Football
Gabriele Marcotti, Senior Writer, ESPN FC 10y

Three Points: Netherlands defeat Spain

SALVADOR -- No one saw it coming, but the Netherlands gained a bit of payback for the 2010 final by defeating Spain 5-1 -- the worst loss ever for a World Cup champion. 

1. RvP, Robben reward Van Gaal

Switch to 5-3-2 when defending, 3-4-3 when attacking and let your superstars make the difference. It's not quite that simple, but Louis Van Gaal made it seem that way in the 5-1 spanking of the world champions, their worst World Cup result since the last time they were in this part of the globe and the host nation beat them 6-1 in 1950.

You can say games hinge on incidents and episodes and, perhaps, if David Silva had put away that chance to put Spain 2-0 up this game may have taken a different turn. But Van Gaal looked calm -- or as calm as he could possibly look given that he's Van Gaal -- even in the first half hour, when Spain were creating the chances and some of his youngsters ( Daryl Janmaat, Bruno Martins Indi, Stefan De Vrij) looked ripe to be picked apart by Vicente Del Bosque's tiki-taka.

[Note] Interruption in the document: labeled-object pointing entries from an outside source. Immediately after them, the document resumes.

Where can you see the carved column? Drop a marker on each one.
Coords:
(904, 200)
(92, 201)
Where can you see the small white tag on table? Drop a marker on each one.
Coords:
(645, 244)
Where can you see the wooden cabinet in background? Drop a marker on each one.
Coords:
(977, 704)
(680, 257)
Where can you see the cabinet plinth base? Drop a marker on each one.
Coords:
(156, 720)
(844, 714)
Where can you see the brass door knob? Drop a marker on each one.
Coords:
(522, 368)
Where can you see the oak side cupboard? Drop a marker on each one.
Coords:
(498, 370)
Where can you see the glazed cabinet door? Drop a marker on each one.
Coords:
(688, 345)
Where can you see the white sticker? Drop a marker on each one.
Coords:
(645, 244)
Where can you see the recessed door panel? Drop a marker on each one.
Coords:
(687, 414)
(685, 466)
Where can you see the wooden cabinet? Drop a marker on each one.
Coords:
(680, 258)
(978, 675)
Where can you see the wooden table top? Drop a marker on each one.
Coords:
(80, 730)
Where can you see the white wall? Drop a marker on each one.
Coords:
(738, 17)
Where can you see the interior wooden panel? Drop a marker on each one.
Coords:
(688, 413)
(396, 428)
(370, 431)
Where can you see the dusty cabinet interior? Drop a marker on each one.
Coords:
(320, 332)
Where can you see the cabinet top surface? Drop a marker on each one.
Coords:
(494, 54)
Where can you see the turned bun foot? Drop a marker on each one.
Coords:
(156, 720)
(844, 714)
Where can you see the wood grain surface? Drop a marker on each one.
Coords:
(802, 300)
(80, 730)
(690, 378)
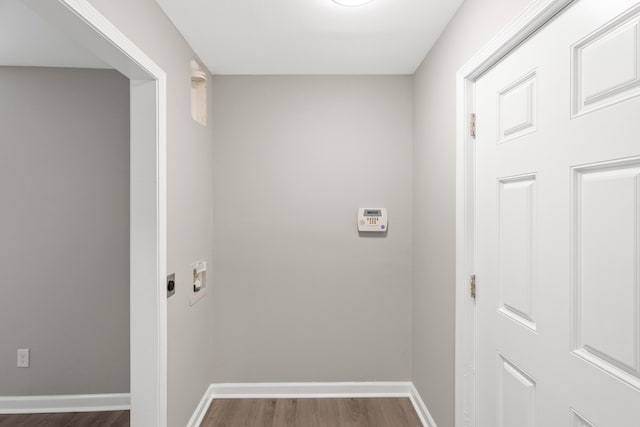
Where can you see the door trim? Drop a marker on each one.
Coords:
(148, 222)
(534, 16)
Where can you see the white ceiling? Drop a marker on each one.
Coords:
(28, 40)
(310, 36)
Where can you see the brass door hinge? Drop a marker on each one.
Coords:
(473, 125)
(473, 286)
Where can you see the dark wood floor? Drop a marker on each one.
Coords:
(80, 419)
(371, 412)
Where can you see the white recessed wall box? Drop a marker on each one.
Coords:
(198, 281)
(372, 219)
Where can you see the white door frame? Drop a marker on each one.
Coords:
(148, 304)
(537, 14)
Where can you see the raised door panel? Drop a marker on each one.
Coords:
(606, 64)
(606, 299)
(516, 396)
(517, 208)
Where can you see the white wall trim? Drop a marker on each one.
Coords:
(65, 403)
(311, 390)
(537, 14)
(148, 329)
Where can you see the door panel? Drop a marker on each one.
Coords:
(558, 225)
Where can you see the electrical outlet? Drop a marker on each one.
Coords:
(23, 358)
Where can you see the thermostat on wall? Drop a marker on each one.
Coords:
(372, 219)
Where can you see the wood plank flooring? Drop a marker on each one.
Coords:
(369, 412)
(76, 419)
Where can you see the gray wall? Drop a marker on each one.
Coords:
(298, 295)
(189, 198)
(476, 22)
(64, 228)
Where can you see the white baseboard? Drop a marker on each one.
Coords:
(311, 390)
(421, 408)
(64, 403)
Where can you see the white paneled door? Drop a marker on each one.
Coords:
(558, 225)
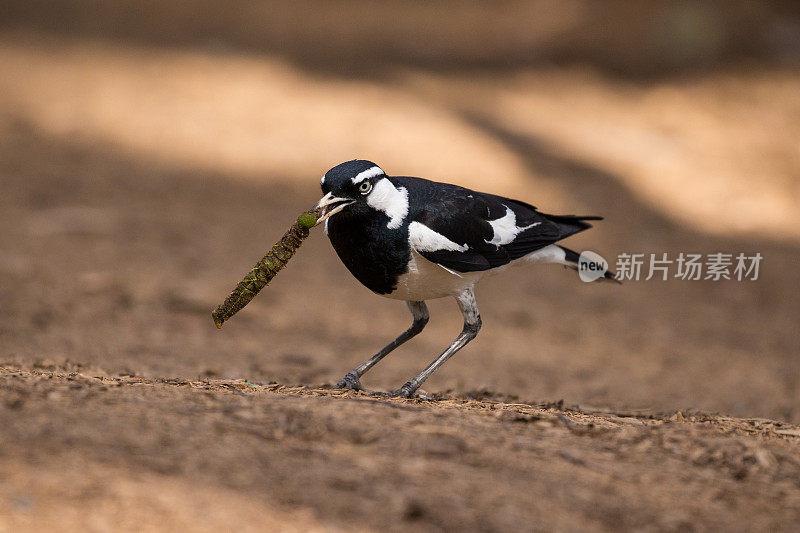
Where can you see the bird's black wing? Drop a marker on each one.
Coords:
(489, 231)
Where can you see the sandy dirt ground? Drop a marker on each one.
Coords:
(140, 182)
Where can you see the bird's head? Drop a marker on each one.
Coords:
(348, 186)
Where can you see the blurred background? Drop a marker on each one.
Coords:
(150, 152)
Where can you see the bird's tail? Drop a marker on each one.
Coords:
(571, 259)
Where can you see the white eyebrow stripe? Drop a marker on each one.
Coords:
(369, 173)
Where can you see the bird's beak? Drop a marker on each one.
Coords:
(330, 205)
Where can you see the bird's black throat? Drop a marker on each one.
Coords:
(373, 253)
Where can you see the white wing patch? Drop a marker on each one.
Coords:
(390, 199)
(423, 239)
(505, 228)
(366, 174)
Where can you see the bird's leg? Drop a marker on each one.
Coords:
(472, 324)
(420, 313)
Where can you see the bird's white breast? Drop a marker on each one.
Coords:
(426, 280)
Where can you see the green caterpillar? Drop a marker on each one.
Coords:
(266, 269)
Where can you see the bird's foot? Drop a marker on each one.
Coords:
(409, 391)
(350, 382)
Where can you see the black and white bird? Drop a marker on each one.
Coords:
(413, 239)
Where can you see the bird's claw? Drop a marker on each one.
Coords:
(349, 382)
(407, 391)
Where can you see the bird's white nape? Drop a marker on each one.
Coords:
(366, 174)
(391, 200)
(505, 228)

Van Gaal kept faith and his stars rewarded him. From Robin Van Persie's outrageous leap and header for the equalizer (get used to it, you'll see it again and again, it's already next to Dennis Bergkamp's in Oranje World Cup lore) to Arjen Robben's delicious control, befuddling of Gerard Pique and strike past Iker Casillas. Both, mind you, set up by direct, diagonal balls from Daley Blind, the kind of north-south football Van Gaal -- supposedly -- turns his nose at. (He doesn't; he does what is needed.)

The rest was window-dressing. Iker Casillas, possibly fouled by Van Persie, flapping at the free kick for the third goal, Casillas -- again - failing to control a backpass for the fourth and the most classic of counterattacks from Robben. What mattered was the first two. And, here, as well as the players, you need to credit the manager, who found a way to put his players in a position to exact maximum damage.

2. Dutch benefit from the rebound effect

Call it the World Cup pick-me-up. We've seen it happen so many times. Players, particularly veterans, who miss large chunks of the season and have a relatively off-year stealing the show on the biggest stage of all.

Van Persie missed two long stretches of the season with various injuries. When he did play he was inconsistent, at least relative to the heroics of the previous two seasons when he notched a total of 56 league goals. You can find plenty of different reasons beyond his injuries: starting with the Old Trafford horror show and the difficulties in transitioning from the Sir Alex Ferguson era right down to the fact that a lot of his teammates simply played poor, uninspired football.

Against Spain, he was magnificent, scoring two goals, providing a steady outlet in the front three (not easy to do alongside two unorthodox players like Wesley Sneijder and Robben) and seemingly getting stronger in his terrorization of Sergio Ramos and Pique as the game wore on.

But the same principle could also be applied on the Spanish end. Xavi also had a tough season. He, too, saw his team's seasonal objectives waste away. And, like Van Persie, he should have been a difference-maker in the first half, setting up both Diego Costa's run that resulted in the penalty and the glorious chance David Silva squandered.(He'd waste another one later too, this time set up by Andres Iniesta.)

3. Spain must re-group now

Spain didn't just get a bloody nose, they got a full-body bludgeoning in terms of pride and result. The regrouping must start now. Del Bosque will have some very painful decisions to make, he'll have to look the guys who won him the World Cup in the eye and determine who's in and who's out.

That means Casillas, Pique, but also Sergio Ramos, Sergio Busquets, David Silva and others, most of whom were poor. And he'll need to play psychologist to figure out whether Costa is in the right frame of mind to continue playing in this World Cup. He was subjected to continuous abuse -- par for the course -- and, while we don't know what he was thinking, he did look like a man affected when he headbutted Bruno Martins Indi.

But before you write them off completely, remember that they lost the opener in 2010 as well (albeit after dominating Switzerland, unlike today). And we know what happened next.